Ich schaue zwar immer noch gelegentlich auf Flohmärkten nach alten Maschinen, doch bis auf eine gelegentliche Brunsviga ist dort nichts mehr zu holen. Der Handel mit den Maschinen hat sich komplett nach E-Bay und zu den Sammlertreffen verlagert.


Sammlungsschwerpunkte:

Angefangen habe ich mit den üblichen Sprossenradmaschinen. Mittlerweile geht es mir darum, von möglichst vielen Herstellern mindestens ein repräsentatives Exemplar zu besitzen.

Elektrische Maschinen kommen mir aber nicht ins Haus!

Die Vielfalt der verschiedenen Techniken steht für mich im Vordergrund - nur Sprossenradmaschinen finde ich totlangweilig. Und je ungewöhnlicher die Technik, desto besser. Deshalb sind meine Lieblingsmaschinen (derzeit) die Curta I (natürlich!), die Hamann Manus F, die Mercedes Euklid 29 und die Contex-10.
Außerdem die dicke Rheinmetall-Borsig, die Ergebnisse im Display anzeigt und drucken kann.
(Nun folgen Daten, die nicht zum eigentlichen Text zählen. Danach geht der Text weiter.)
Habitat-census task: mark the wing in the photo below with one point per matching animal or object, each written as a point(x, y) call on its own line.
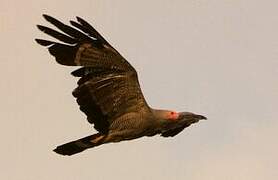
point(108, 87)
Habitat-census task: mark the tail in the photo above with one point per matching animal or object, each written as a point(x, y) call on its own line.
point(79, 145)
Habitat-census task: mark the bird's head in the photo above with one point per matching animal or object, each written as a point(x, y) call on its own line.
point(174, 122)
point(181, 117)
point(190, 117)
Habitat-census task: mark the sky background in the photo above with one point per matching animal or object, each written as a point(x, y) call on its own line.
point(212, 57)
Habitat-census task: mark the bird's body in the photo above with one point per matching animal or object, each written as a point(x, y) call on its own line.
point(108, 90)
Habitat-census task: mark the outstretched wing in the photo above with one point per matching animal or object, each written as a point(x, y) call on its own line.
point(108, 87)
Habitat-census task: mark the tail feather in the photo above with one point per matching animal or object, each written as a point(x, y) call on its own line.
point(78, 146)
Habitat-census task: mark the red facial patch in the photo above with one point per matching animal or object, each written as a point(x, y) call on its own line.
point(173, 115)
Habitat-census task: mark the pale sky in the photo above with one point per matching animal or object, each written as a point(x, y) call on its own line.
point(212, 57)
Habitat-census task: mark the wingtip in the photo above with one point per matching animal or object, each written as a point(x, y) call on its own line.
point(43, 42)
point(46, 16)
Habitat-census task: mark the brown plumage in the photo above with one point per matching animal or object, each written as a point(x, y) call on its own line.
point(108, 90)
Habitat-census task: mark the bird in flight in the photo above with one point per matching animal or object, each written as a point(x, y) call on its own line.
point(108, 90)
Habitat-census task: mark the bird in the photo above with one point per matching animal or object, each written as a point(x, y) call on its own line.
point(108, 89)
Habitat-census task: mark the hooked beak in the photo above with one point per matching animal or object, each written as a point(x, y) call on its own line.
point(200, 117)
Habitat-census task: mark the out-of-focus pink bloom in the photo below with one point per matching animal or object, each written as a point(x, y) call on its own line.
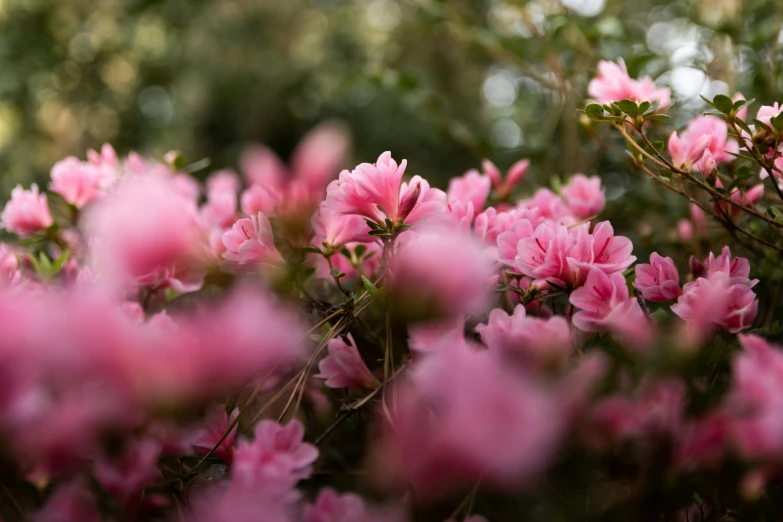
point(717, 301)
point(502, 426)
point(333, 230)
point(439, 271)
point(736, 267)
point(471, 187)
point(719, 145)
point(216, 423)
point(613, 84)
point(250, 242)
point(77, 182)
point(756, 399)
point(344, 367)
point(541, 343)
point(655, 410)
point(584, 196)
point(605, 305)
point(375, 190)
point(424, 338)
point(685, 153)
point(330, 506)
point(125, 476)
point(276, 448)
point(658, 281)
point(127, 243)
point(27, 212)
point(70, 502)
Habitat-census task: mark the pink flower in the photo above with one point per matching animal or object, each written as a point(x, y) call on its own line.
point(467, 415)
point(605, 305)
point(331, 506)
point(685, 153)
point(250, 242)
point(584, 196)
point(216, 423)
point(756, 400)
point(276, 449)
point(126, 476)
point(344, 367)
point(439, 271)
point(613, 84)
point(127, 243)
point(717, 129)
point(542, 343)
point(26, 212)
point(514, 176)
point(333, 230)
point(716, 300)
point(375, 191)
point(79, 183)
point(471, 187)
point(658, 281)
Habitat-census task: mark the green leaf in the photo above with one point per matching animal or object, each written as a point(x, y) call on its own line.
point(723, 103)
point(629, 107)
point(371, 288)
point(594, 111)
point(742, 125)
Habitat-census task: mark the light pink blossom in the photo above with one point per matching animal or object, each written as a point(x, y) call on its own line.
point(604, 304)
point(439, 271)
point(250, 243)
point(27, 212)
point(584, 196)
point(658, 281)
point(343, 367)
point(536, 342)
point(612, 84)
point(216, 423)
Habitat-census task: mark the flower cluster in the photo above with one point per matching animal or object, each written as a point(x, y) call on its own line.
point(223, 350)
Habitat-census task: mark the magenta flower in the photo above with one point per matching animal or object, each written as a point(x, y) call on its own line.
point(605, 305)
point(216, 423)
point(376, 191)
point(756, 399)
point(536, 342)
point(250, 242)
point(717, 301)
point(658, 281)
point(717, 129)
point(471, 187)
point(503, 426)
point(26, 212)
point(333, 230)
point(439, 271)
point(344, 367)
point(126, 476)
point(276, 449)
point(584, 196)
point(79, 183)
point(613, 84)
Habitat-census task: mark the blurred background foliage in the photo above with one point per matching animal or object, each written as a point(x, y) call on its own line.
point(442, 83)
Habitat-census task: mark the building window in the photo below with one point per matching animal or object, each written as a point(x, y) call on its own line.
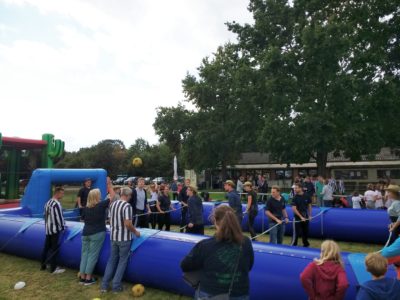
point(351, 174)
point(393, 174)
point(307, 172)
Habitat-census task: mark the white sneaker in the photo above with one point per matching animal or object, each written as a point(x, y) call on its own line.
point(58, 271)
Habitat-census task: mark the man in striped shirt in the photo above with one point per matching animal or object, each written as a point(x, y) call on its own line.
point(54, 224)
point(121, 230)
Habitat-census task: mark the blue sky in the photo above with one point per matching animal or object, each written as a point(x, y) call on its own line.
point(93, 70)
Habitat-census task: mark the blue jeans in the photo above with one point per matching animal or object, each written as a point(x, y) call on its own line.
point(200, 295)
point(91, 246)
point(116, 265)
point(276, 234)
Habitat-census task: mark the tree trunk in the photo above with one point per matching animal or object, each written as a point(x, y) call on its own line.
point(223, 171)
point(322, 159)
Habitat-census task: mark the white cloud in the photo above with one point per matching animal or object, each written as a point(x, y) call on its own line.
point(107, 67)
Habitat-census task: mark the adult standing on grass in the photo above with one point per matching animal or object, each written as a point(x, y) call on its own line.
point(234, 199)
point(94, 232)
point(325, 278)
point(319, 185)
point(140, 206)
point(327, 194)
point(223, 261)
point(174, 189)
point(183, 199)
point(278, 217)
point(121, 229)
point(164, 207)
point(83, 193)
point(393, 192)
point(370, 196)
point(54, 225)
point(252, 207)
point(195, 212)
point(301, 205)
point(153, 203)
Damit mache ich meine Steuererklärung... bis jetzt hab ich immer eine Rückzahlung erhalten - ob das an der Maschine liegt?


Was kommt noch?

Als nächstes möchte ich technische Details zu einigen der weniger bekannten Maschinen dokumentieren und beschreiben:

  • Wie sind sie konstruiert?
  • Wie und warum funktionieren sie?
  • Was ist anders gelöst als bei ähnlichen Konstruktionen / Wettbewerbsprodukten?
  • Ein Kapitel über die Corema-/Corexa- Maschinen ist derzeit in Arbeit.
    Wenn es fertig ist, wird es im Rechnerlexikon, der großen Enzyklopädie des mechanischen Rechnenes, eingestellt.

    Dem Rechnerlexikon verdanke ich auch einige der Angaben und Daten zu meinen Maschinen. Entsprechend ergänze ich dort natürlich auch fehlende Angaben - Geben und Nehmen.

    Wer Interesse an den alten Maschinen hat, ist herzlich eingeladen, sich das Rechnerlexikon anzuschauen und ggfs. dort mitzuwirken - wir hören nicht eher auf, als 10.000 Maschinentypen erfasst sind!